Now this wonderful film gets what has always been inevitable, the American treatment! Something fans have seen coming for a long time, but didn’t want to happen. Taking the helm were two relatively unknown writers and a pair of brothers who won a couple of awards once for a small indie film. So what do we get? A straight shooting teen-date horror flick that has removed almost every ounce of what made A Tale of Two Sisters such a brilliant peace of cinema. While Two Sisters is intelligent and artistic, The Uninvited is simplistic and juvenile. However I must bite my lip and admit, if we take the original out of the picture The Uninvited is not all that bad.

The basic premise is pretty straight forward. A young girl is released from a mental hospital after almost a year after her sick mother was killed in a fire in their family’s boathouse. She returns home to find that her mother’s nurse has moved in and is to marry her father. However the plot soon thickens when she and her older sister start digging up information that their step-mother to be might be a fraud and worse yet may have killed their mother.

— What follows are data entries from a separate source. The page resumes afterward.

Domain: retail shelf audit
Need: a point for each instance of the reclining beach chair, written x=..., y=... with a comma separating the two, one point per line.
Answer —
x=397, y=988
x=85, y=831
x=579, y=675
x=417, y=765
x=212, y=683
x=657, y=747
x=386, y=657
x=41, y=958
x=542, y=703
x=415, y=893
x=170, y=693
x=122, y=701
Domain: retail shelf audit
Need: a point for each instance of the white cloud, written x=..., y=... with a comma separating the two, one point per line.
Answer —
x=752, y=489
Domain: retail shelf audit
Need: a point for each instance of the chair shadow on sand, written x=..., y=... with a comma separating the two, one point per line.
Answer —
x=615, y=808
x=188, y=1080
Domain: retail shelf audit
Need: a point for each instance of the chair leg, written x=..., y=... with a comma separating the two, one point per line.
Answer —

There are some elements that are left intact, and work relatively well, but I will not go into detail about to avoid spoilers. However anyone who is familiar with the original should expect a far less complex climactic ending. The biggest difference in this version, and perhaps a reasonable reason for the change in the film’s title, is that while A Tale of Two Sisters focuses mostly on the two sisters The Uninvited focuses a great deal more on the girlfriend and her relationship with the father. This is part of where the film finds its biggest flaw, I hate to say it because I am a big Elizabeth Banks fan, but she just does not work in this role. However our two leads Emily Browning and Arelle Kebbel do a wonderful job as two very believable sisters, and do a decent enough job to carry the film as much as they can.

The Uninvited is no more than A Tale of Two Sisters run through an original idea filter, and followed up by an onslaught of American teen horror staples. It shows the odd glimmer of potential but ultimately fails to become anything but a passable date flick. So I end this with what could be the most obvious sentence in this entire ramble. Just stick with the original!